I'm trying to implement an Observer Pattern suggested here; Observer pattern in Go language

(the code listed above doesn't compile and is incomplete). Here, is a complete code that compiles but I get deadlock error.

package main

import (
    "fmt"
)

type Publisher struct{
    listeners []chan int
}

type Subscriber struct{
    Channel chan int
    Name string
}

func (p *Publisher) Sub(c chan int){
    p.listeners = append(p.listeners, c)
}

func (p *Publisher) Pub(m int, quit chan int){
    for _, c := range p.listeners{
        c <- m
    }
    quit <- 0
}

func (s *Subscriber) ListenOnChannel(){
    data := <-s.Channel
    fmt.Printf("Name: %v; Data: %v\n", s.Name, data)            
}

func main() {
    quit := make(chan int)
    p := &Publisher{}
    subscribers := []*Subscriber{&Subscriber{Channel: make(chan int), Name: "1"}, &Subscriber{Channel: make(chan int), Name: "2"}, &Subscriber{Channel: make(chan int), Name: "3"}}
    for _, v := range subscribers{
        p.Sub(v.Channel)
        go v.ListenOnChannel() 
    }

    p.Pub(2, quit)

    <-quit              
}

Also, if I get rid of 'quit' completely, I get no error but it only prints first record.

Answer 1

The problem is that you're sending to quit on the same goroutine that's receiving from quit.

quit has a buffer size of 0, which means that in order to proceed there has to be a sender on one side and a receiver on the other at the same time. You're sending, but no one's on the other end, so you wait forever. In this particular case the Go runtime is able to detect the problem and panic.

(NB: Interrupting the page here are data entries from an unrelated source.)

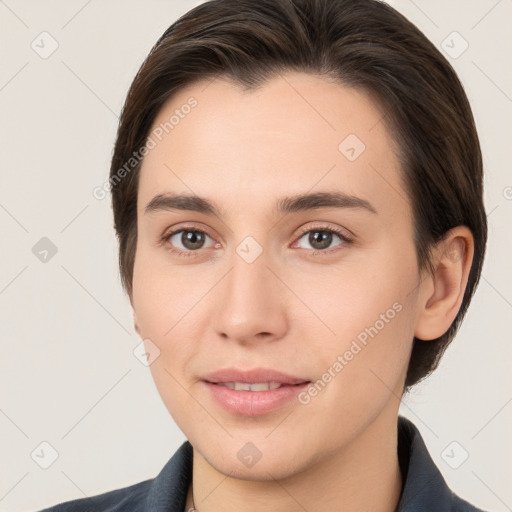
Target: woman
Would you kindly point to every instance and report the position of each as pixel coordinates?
(297, 193)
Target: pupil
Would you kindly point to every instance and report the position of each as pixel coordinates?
(192, 239)
(325, 239)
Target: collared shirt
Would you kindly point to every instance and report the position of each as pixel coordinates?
(423, 487)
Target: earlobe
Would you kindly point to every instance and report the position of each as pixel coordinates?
(443, 291)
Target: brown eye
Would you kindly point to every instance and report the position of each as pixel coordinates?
(321, 239)
(187, 240)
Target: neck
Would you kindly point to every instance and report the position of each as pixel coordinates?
(362, 476)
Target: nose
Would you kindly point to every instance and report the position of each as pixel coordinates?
(252, 302)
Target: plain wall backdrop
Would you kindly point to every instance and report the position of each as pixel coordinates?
(68, 375)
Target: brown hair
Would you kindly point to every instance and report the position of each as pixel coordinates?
(365, 44)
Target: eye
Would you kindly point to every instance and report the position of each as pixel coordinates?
(321, 239)
(186, 241)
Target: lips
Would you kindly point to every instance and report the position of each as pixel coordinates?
(233, 377)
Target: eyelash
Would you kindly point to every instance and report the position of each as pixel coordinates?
(314, 252)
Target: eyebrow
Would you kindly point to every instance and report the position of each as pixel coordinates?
(285, 205)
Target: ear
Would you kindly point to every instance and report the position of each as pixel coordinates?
(442, 291)
(136, 325)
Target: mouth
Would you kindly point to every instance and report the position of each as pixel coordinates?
(254, 392)
(252, 380)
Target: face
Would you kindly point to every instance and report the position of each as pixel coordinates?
(323, 289)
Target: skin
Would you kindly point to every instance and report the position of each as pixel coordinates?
(243, 151)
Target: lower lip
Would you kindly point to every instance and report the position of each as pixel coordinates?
(254, 403)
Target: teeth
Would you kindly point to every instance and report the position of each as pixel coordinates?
(243, 386)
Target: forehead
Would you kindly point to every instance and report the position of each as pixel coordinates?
(294, 133)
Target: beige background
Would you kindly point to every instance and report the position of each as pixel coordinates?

The reason only the first value is printed when you remove quit is that your main goroutine is exiting before your remaining two are able to print.

Do not just increase channel buffer sizes to get rid of problems like this. It can help (although in this case it doesn't), but it only covers up the problem and doesn't truly fix the underlying cause. Increasing a channel's buffer size is strictly an optimization. In fact, it's usually better to develop with no buffer because it makes concurrency problems more obvious.

There are two ways to fix the problem:

• Keep quit, but send 0 on it in each goroutine inside ListenOnChannel. In main, make sure you receive a value from each goroutine before moving on. (In this case, you'll wait for three values.)
• Use a WaitGroup. There's a good example of how it works in the documentation.

Answer 2

In general this looks good, but there is one problem. Remember that channels are either buffered or unbuffered (synchronous or asynchronous). When you send to an unbuffered channel or to a channel with a full buffer the sender will block until the data has been removed from the channel by a receiver.

So with that, I'll ask a question or two of my own:

1. Is the quit channel synchronous or asynchronous?
2. What happens in Pub when execution hits quit<-0?

One solution that fixes your problem and allows the code to run is to change the second-to-last code line to be go p.Pub(2, quit). But there is another solution. Can you see what it is?

I don't actually get the same behavior you do if I remove <-quit from the original code. And this should not affect the output because as it is written that line is never executed.